05.04.2023 tarihinde kesin olmak üzere oy çokluğu ile karar verildi.
-MUHALEFET ŞERHİ-
Dava, muris muvazaası hukuki nedenine dayalı tapu iptali tescil, olmadığı takdirde tenkis istemine ilişkindir.

Mahkemece iddianın ispat edilememesi nedeniyle davanın reddine karar verilmiş, Bölge Adliye Mahkemesi tarafından istinaf isteği esastan reddedilmiş, kararın temyizi üzerine Dairece davalı … yönünden kesinlik sınırı altında kaldığı için temyiz isteğinin reddine, davalı … yönünden davanın kabulü gerektiği belirtilerek hükmün bozulmasına karar verilmiş, İlk Derece Mahkemesince bozmaya uyularak İsmail yönünden verilen kararın kesinleşmesi nedeniyle hüküm tekrarı yapılmak suretiyle davanın reddine, davalı … yönünden ise bozma kararı doğrultusunda davanın kabulüne karar verilmiş, hüküm davacılar ve davalılar vekilleri tarafından temyiz edilmiştir.
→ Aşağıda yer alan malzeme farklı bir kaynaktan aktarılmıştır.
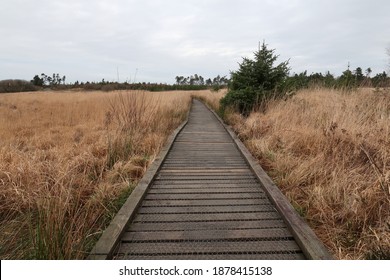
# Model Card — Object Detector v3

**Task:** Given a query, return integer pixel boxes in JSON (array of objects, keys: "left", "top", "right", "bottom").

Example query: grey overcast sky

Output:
[{"left": 0, "top": 0, "right": 390, "bottom": 83}]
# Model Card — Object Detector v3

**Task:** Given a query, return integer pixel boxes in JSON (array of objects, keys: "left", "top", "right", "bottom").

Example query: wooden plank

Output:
[
  {"left": 115, "top": 252, "right": 305, "bottom": 260},
  {"left": 148, "top": 187, "right": 263, "bottom": 194},
  {"left": 142, "top": 197, "right": 270, "bottom": 207},
  {"left": 151, "top": 183, "right": 263, "bottom": 189},
  {"left": 134, "top": 211, "right": 280, "bottom": 223},
  {"left": 152, "top": 179, "right": 258, "bottom": 185},
  {"left": 145, "top": 193, "right": 264, "bottom": 200},
  {"left": 204, "top": 99, "right": 333, "bottom": 259},
  {"left": 138, "top": 204, "right": 275, "bottom": 214},
  {"left": 118, "top": 240, "right": 301, "bottom": 254},
  {"left": 128, "top": 218, "right": 286, "bottom": 232},
  {"left": 122, "top": 228, "right": 292, "bottom": 242},
  {"left": 160, "top": 168, "right": 252, "bottom": 175}
]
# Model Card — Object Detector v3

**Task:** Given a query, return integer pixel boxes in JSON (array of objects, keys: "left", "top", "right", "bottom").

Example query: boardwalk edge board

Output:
[
  {"left": 87, "top": 109, "right": 190, "bottom": 260},
  {"left": 198, "top": 99, "right": 333, "bottom": 260}
]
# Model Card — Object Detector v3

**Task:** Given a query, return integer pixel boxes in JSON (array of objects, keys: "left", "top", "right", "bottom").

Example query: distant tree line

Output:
[
  {"left": 285, "top": 67, "right": 390, "bottom": 90},
  {"left": 220, "top": 43, "right": 390, "bottom": 116},
  {"left": 175, "top": 74, "right": 229, "bottom": 86},
  {"left": 31, "top": 73, "right": 66, "bottom": 87},
  {"left": 0, "top": 62, "right": 390, "bottom": 94}
]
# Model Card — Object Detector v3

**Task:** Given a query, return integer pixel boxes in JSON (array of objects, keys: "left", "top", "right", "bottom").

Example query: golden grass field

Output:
[
  {"left": 0, "top": 89, "right": 390, "bottom": 259},
  {"left": 0, "top": 89, "right": 191, "bottom": 259},
  {"left": 221, "top": 89, "right": 390, "bottom": 259}
]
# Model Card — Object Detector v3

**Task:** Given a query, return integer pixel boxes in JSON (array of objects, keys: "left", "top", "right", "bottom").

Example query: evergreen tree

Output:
[{"left": 221, "top": 43, "right": 289, "bottom": 116}]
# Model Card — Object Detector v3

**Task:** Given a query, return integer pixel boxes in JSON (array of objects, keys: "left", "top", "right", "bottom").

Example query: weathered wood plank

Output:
[
  {"left": 118, "top": 240, "right": 301, "bottom": 254},
  {"left": 138, "top": 204, "right": 275, "bottom": 214},
  {"left": 128, "top": 218, "right": 287, "bottom": 232},
  {"left": 122, "top": 228, "right": 293, "bottom": 242},
  {"left": 134, "top": 211, "right": 280, "bottom": 223}
]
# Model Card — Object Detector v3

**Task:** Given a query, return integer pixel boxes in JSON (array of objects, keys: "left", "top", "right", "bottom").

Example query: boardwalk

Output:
[{"left": 89, "top": 100, "right": 332, "bottom": 259}]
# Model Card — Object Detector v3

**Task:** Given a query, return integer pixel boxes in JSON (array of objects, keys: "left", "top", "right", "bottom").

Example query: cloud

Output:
[{"left": 0, "top": 0, "right": 390, "bottom": 83}]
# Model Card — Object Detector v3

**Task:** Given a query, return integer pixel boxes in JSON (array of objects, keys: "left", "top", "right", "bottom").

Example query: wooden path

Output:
[{"left": 89, "top": 100, "right": 331, "bottom": 259}]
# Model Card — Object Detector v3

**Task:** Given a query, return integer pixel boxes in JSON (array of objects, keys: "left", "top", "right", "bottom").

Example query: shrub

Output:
[{"left": 221, "top": 43, "right": 289, "bottom": 116}]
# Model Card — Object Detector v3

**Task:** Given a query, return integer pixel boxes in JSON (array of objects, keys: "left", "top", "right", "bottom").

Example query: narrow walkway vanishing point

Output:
[{"left": 89, "top": 100, "right": 331, "bottom": 259}]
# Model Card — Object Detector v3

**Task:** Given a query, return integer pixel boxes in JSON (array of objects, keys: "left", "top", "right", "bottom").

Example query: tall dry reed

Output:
[{"left": 228, "top": 89, "right": 390, "bottom": 259}]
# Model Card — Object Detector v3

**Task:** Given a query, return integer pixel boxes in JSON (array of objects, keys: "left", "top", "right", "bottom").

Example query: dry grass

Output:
[
  {"left": 0, "top": 89, "right": 191, "bottom": 259},
  {"left": 224, "top": 89, "right": 390, "bottom": 259},
  {"left": 193, "top": 89, "right": 227, "bottom": 112}
]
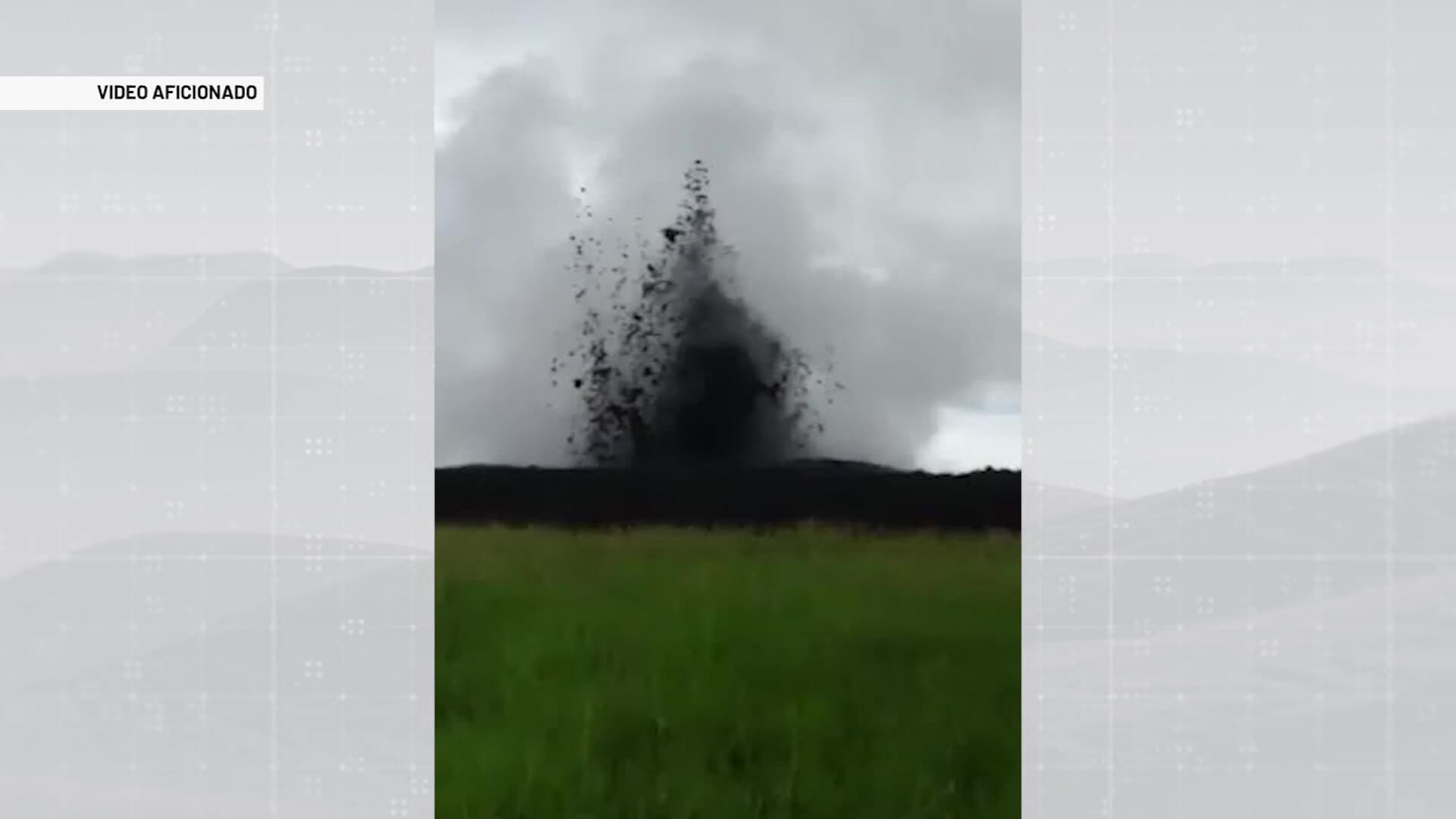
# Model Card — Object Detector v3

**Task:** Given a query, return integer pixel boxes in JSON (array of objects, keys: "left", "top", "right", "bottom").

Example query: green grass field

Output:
[{"left": 435, "top": 528, "right": 1021, "bottom": 819}]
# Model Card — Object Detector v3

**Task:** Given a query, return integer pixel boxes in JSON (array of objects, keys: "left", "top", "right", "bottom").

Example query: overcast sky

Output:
[{"left": 435, "top": 0, "right": 1021, "bottom": 469}]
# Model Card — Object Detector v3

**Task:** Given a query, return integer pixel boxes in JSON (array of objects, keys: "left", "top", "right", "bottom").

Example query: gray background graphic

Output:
[
  {"left": 0, "top": 0, "right": 434, "bottom": 817},
  {"left": 1022, "top": 0, "right": 1456, "bottom": 819}
]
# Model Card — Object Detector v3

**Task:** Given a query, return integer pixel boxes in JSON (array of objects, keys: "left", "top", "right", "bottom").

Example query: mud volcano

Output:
[
  {"left": 435, "top": 162, "right": 1021, "bottom": 531},
  {"left": 554, "top": 162, "right": 823, "bottom": 468}
]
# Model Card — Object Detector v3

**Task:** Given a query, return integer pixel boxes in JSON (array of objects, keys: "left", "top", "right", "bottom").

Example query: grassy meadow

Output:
[{"left": 435, "top": 528, "right": 1021, "bottom": 819}]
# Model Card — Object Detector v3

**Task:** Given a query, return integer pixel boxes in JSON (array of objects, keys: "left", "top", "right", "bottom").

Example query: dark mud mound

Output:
[
  {"left": 435, "top": 460, "right": 1021, "bottom": 532},
  {"left": 552, "top": 162, "right": 821, "bottom": 468}
]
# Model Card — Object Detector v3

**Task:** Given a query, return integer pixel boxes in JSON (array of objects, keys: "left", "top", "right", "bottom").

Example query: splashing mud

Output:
[{"left": 552, "top": 162, "right": 823, "bottom": 466}]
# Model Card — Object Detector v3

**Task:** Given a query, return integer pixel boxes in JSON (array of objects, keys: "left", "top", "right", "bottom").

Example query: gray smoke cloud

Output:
[{"left": 435, "top": 0, "right": 1021, "bottom": 466}]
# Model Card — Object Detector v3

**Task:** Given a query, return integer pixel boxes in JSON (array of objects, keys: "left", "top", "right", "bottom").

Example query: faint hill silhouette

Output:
[
  {"left": 1022, "top": 332, "right": 1456, "bottom": 497},
  {"left": 1024, "top": 416, "right": 1456, "bottom": 640},
  {"left": 0, "top": 253, "right": 291, "bottom": 375}
]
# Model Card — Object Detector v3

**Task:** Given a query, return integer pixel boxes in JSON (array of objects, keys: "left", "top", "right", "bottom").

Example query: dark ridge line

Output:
[{"left": 435, "top": 460, "right": 1021, "bottom": 533}]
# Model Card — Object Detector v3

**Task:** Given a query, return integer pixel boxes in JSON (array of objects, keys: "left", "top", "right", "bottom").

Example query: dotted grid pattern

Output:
[
  {"left": 1024, "top": 0, "right": 1456, "bottom": 819},
  {"left": 0, "top": 0, "right": 434, "bottom": 817}
]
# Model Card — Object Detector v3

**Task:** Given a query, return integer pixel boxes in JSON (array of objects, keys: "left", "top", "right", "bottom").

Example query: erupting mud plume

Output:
[{"left": 552, "top": 162, "right": 823, "bottom": 466}]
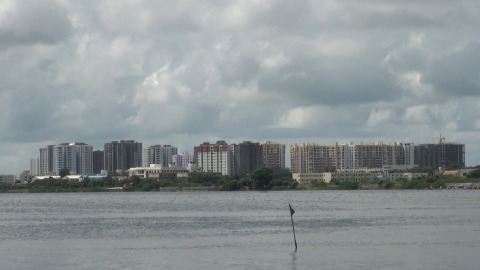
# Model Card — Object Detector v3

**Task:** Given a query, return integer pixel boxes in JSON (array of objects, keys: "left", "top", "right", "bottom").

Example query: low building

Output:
[{"left": 0, "top": 174, "right": 16, "bottom": 185}]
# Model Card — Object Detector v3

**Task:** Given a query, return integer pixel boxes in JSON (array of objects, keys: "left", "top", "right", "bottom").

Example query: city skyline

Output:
[
  {"left": 0, "top": 0, "right": 480, "bottom": 173},
  {"left": 19, "top": 138, "right": 466, "bottom": 175}
]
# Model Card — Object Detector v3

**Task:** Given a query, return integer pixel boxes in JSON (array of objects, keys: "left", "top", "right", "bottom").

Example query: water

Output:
[{"left": 0, "top": 190, "right": 480, "bottom": 269}]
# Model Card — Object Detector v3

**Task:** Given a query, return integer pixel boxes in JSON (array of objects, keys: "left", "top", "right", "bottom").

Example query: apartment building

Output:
[
  {"left": 104, "top": 140, "right": 142, "bottom": 173},
  {"left": 195, "top": 141, "right": 232, "bottom": 175},
  {"left": 415, "top": 141, "right": 465, "bottom": 169},
  {"left": 261, "top": 141, "right": 285, "bottom": 169},
  {"left": 53, "top": 142, "right": 93, "bottom": 175},
  {"left": 230, "top": 141, "right": 263, "bottom": 176},
  {"left": 143, "top": 144, "right": 177, "bottom": 167}
]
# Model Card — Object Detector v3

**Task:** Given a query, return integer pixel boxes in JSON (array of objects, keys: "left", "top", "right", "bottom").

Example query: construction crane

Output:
[{"left": 428, "top": 133, "right": 446, "bottom": 171}]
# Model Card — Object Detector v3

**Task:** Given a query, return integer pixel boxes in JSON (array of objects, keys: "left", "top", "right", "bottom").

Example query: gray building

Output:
[{"left": 104, "top": 140, "right": 142, "bottom": 174}]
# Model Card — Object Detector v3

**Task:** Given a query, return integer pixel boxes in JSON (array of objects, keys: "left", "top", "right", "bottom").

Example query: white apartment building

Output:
[
  {"left": 195, "top": 141, "right": 232, "bottom": 175},
  {"left": 172, "top": 151, "right": 193, "bottom": 167},
  {"left": 53, "top": 143, "right": 93, "bottom": 175},
  {"left": 143, "top": 145, "right": 177, "bottom": 167},
  {"left": 261, "top": 141, "right": 285, "bottom": 169}
]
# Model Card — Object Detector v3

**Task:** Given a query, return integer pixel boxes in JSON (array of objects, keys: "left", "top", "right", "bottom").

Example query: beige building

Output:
[
  {"left": 128, "top": 164, "right": 198, "bottom": 179},
  {"left": 261, "top": 141, "right": 285, "bottom": 169},
  {"left": 290, "top": 143, "right": 336, "bottom": 173}
]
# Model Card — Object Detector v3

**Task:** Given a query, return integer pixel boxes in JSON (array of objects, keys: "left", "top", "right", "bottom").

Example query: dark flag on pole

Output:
[
  {"left": 288, "top": 204, "right": 295, "bottom": 216},
  {"left": 288, "top": 204, "right": 297, "bottom": 252}
]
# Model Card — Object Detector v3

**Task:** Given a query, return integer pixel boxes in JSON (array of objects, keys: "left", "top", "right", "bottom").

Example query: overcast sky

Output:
[{"left": 0, "top": 0, "right": 480, "bottom": 173}]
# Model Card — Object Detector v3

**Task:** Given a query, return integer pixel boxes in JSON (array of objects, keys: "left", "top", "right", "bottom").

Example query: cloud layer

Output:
[{"left": 0, "top": 0, "right": 480, "bottom": 173}]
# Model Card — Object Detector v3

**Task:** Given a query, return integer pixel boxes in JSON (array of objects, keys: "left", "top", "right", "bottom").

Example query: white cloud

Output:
[
  {"left": 0, "top": 0, "right": 480, "bottom": 173},
  {"left": 367, "top": 109, "right": 393, "bottom": 127}
]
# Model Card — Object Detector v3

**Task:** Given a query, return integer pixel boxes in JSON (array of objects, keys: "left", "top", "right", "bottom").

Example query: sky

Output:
[{"left": 0, "top": 0, "right": 480, "bottom": 174}]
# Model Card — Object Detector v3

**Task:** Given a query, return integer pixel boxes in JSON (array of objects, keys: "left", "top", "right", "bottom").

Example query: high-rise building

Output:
[
  {"left": 30, "top": 157, "right": 40, "bottom": 175},
  {"left": 262, "top": 141, "right": 285, "bottom": 169},
  {"left": 143, "top": 145, "right": 177, "bottom": 167},
  {"left": 290, "top": 142, "right": 414, "bottom": 173},
  {"left": 195, "top": 141, "right": 231, "bottom": 175},
  {"left": 230, "top": 141, "right": 263, "bottom": 176},
  {"left": 356, "top": 142, "right": 406, "bottom": 168},
  {"left": 290, "top": 143, "right": 328, "bottom": 173},
  {"left": 93, "top": 150, "right": 105, "bottom": 174},
  {"left": 104, "top": 140, "right": 142, "bottom": 174},
  {"left": 53, "top": 143, "right": 93, "bottom": 175},
  {"left": 415, "top": 141, "right": 465, "bottom": 169},
  {"left": 38, "top": 145, "right": 55, "bottom": 175}
]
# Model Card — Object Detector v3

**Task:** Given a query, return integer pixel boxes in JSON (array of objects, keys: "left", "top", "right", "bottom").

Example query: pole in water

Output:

Dairenin sayın çoğunluğu ile hükmün esası ve fer’ilerine ilişkin diğer kısımlar yönünden aramızda görüş aykırılığı yok ise de, hakkında verilen hüküm kesin olan ve hüküm tekrarı yapılan davalı … lehine vekalet ücreti takdir edilip edilmeyeceği konusunda görüş aykırılığı vardır.

Davalı …’e temlik edilen dava konusu 28 parsel sayılı taşınmazın değerinin temyiz kesinlik sınırı altında kaldığı, bir başka ifade ile istinaf incelemesi sonucu kesinleştiği konusunda tereddüt yoktur. İlk Derece Mahkemesince bozmaya uyularak verilen kararda davalı … yönünden gerek bulunmamakta iken hüküm tekrarı yapılmıştır. Hakkındaki hüküm kesin olduğu için, esastan temyiz incelemesi yapılamayan davalı … lehine fer’i nitelikteki vekalet ücretine hükmedilmemesi de temyiz incelemesine tabi tutulamaz. Esası kesin nitelikte olan bir davada fer’ilerinin incelenmesini mümkün kılan hiç bir yasal dayanak bulunmamaktadır.

Bu nedenle sayın çoğunluğun davalı … lehine vekalet ücretine hükmedilmesi gereğine işaret eden bozma kararına katılmıyoruz.